Elle grandit dans une famille nombreuse de quatre filles et trois garçons. D’abord chrétienne, la famille de Tara se convertit à l’islam lorsque celle-ci a 6 ans. Elle est mariée de force à l’âge de 16 ans, et donne naissance à un fils, Amir. Après seulement quelques mois d’union avec son mari violent, elle divorce. Plus tard, elle dira sur ce sujet : « Tous les hommes irakiens veulent une femme pour les servir, laver leurs vêtements, se consacrer à eux, mais ils ne te demandent pas d’avoir des sentiments. Ce qui revient à te demander de ne pas être humaine. »

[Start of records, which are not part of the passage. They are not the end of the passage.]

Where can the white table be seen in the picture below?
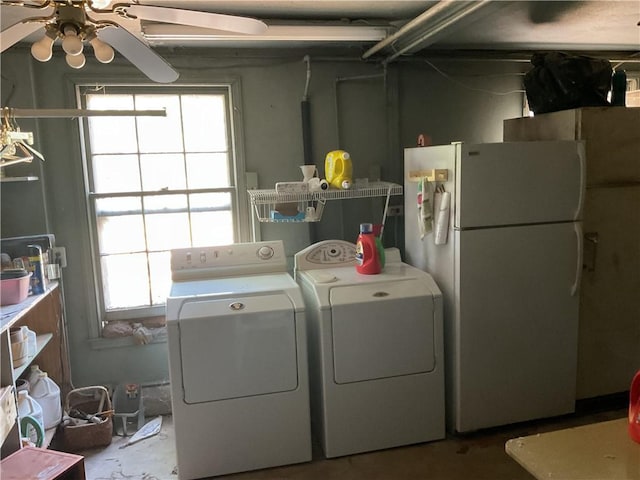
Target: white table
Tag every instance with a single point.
(600, 451)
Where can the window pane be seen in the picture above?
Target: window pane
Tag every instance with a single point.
(159, 134)
(207, 170)
(165, 204)
(167, 222)
(188, 149)
(162, 172)
(212, 228)
(118, 206)
(112, 134)
(205, 128)
(160, 270)
(126, 279)
(210, 201)
(167, 231)
(121, 234)
(116, 173)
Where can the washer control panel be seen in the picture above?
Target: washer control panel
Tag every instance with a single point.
(225, 260)
(326, 254)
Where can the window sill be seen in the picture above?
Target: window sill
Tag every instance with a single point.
(102, 343)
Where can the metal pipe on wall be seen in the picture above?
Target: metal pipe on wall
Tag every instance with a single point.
(455, 9)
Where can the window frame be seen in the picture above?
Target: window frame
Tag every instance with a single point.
(237, 188)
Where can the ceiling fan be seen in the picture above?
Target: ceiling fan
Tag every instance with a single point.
(103, 24)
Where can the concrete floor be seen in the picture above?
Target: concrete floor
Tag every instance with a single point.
(476, 456)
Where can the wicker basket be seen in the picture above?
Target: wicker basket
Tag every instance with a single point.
(92, 401)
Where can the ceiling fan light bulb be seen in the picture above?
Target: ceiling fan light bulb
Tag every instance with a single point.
(100, 4)
(71, 43)
(42, 50)
(103, 51)
(76, 61)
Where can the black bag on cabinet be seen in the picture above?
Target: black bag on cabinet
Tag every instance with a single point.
(562, 81)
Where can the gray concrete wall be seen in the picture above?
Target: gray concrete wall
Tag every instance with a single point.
(354, 105)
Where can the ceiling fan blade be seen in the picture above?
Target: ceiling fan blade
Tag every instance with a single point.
(229, 23)
(17, 32)
(146, 60)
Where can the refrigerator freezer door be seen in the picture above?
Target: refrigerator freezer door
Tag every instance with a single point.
(515, 324)
(519, 183)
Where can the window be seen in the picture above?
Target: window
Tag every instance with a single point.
(155, 184)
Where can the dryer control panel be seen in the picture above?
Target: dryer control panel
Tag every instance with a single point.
(227, 260)
(326, 254)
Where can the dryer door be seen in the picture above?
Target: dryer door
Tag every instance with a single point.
(237, 347)
(381, 330)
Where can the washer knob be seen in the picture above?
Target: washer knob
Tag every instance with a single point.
(265, 253)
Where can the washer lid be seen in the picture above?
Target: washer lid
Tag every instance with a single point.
(237, 347)
(382, 330)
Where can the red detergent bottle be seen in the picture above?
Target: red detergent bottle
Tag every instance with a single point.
(367, 258)
(634, 408)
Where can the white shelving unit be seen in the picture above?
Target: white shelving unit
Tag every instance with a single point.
(266, 202)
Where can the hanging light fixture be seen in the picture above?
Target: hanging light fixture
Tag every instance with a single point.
(74, 29)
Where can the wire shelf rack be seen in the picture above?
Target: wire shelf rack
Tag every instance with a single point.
(309, 206)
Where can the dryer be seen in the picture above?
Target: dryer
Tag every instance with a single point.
(375, 351)
(237, 360)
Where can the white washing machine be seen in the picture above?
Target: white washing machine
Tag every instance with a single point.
(238, 360)
(375, 351)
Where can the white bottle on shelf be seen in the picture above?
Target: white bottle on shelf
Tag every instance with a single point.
(34, 373)
(47, 394)
(27, 406)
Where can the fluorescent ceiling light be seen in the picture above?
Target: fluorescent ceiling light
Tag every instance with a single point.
(184, 34)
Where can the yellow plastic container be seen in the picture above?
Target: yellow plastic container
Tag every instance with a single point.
(338, 169)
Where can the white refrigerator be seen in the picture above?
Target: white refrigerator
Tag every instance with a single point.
(509, 268)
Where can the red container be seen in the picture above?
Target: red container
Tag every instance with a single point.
(14, 286)
(634, 408)
(367, 258)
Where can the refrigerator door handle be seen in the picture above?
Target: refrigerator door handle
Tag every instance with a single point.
(583, 181)
(577, 228)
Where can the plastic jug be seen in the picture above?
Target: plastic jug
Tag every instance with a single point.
(34, 373)
(367, 256)
(634, 408)
(47, 394)
(27, 406)
(338, 169)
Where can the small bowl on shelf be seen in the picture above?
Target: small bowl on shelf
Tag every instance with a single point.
(14, 286)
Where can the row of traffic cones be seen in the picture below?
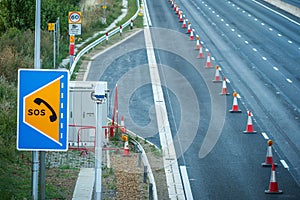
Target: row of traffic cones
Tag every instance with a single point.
(273, 185)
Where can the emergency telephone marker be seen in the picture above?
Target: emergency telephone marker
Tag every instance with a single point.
(43, 110)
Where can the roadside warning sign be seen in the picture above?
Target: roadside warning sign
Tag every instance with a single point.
(42, 110)
(74, 17)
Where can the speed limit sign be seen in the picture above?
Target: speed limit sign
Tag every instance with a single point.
(75, 17)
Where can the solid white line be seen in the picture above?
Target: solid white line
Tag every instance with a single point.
(276, 12)
(265, 135)
(284, 164)
(175, 187)
(186, 183)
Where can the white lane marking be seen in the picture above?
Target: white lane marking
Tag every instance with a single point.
(175, 187)
(186, 183)
(284, 164)
(276, 12)
(265, 135)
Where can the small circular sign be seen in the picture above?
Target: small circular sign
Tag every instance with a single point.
(74, 17)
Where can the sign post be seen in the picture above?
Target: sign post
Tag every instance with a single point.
(43, 110)
(37, 65)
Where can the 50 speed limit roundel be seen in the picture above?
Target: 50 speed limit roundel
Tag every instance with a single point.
(74, 17)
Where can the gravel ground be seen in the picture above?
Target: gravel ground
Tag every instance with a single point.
(123, 180)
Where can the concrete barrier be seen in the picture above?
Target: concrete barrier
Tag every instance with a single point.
(294, 10)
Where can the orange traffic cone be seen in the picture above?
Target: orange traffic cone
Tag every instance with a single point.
(235, 106)
(224, 87)
(200, 55)
(192, 35)
(249, 127)
(269, 157)
(189, 27)
(123, 129)
(208, 61)
(126, 149)
(273, 186)
(177, 10)
(197, 42)
(184, 22)
(217, 75)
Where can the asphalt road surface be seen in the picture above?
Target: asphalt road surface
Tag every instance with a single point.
(258, 52)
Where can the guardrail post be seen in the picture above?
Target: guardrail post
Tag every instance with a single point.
(150, 191)
(145, 174)
(140, 159)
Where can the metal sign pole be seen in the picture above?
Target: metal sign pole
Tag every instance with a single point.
(37, 65)
(54, 46)
(98, 153)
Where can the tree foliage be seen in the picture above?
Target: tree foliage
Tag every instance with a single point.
(20, 14)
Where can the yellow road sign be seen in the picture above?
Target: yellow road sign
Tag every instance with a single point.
(42, 109)
(51, 26)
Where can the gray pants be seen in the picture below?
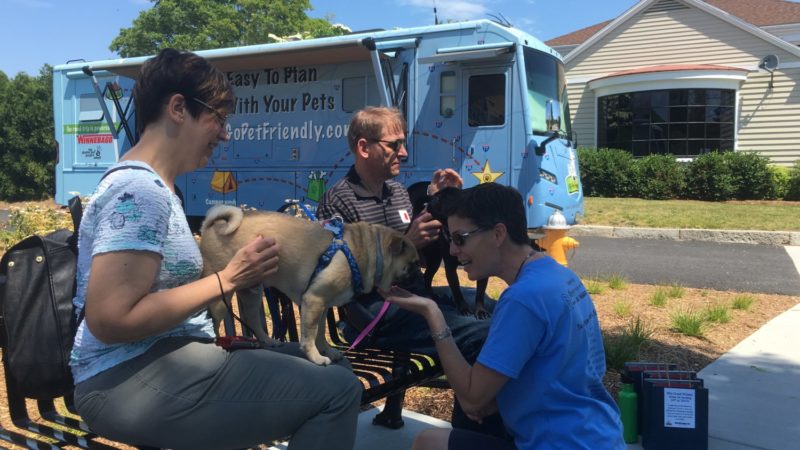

Elle se lance quelque temps plus tard dans le mannequinat et devient blogueuse mode. Son succès sur les réseaux sociaux et sur les podiums est rapide. Très influencée par le monde occidental, Tara n’hésite pas à beaucoup se maquiller et à s’habiller de façon sexy. Elle ne porte pas le voile et revendique cette position :

« Si je ne porte pas le voile, suis-je une prostituée ? Je porte ce que je veux, je fais ce que je veux. Mais ce dont je suis sûre à 100 %, c’est que je ne fais de mal à personne. »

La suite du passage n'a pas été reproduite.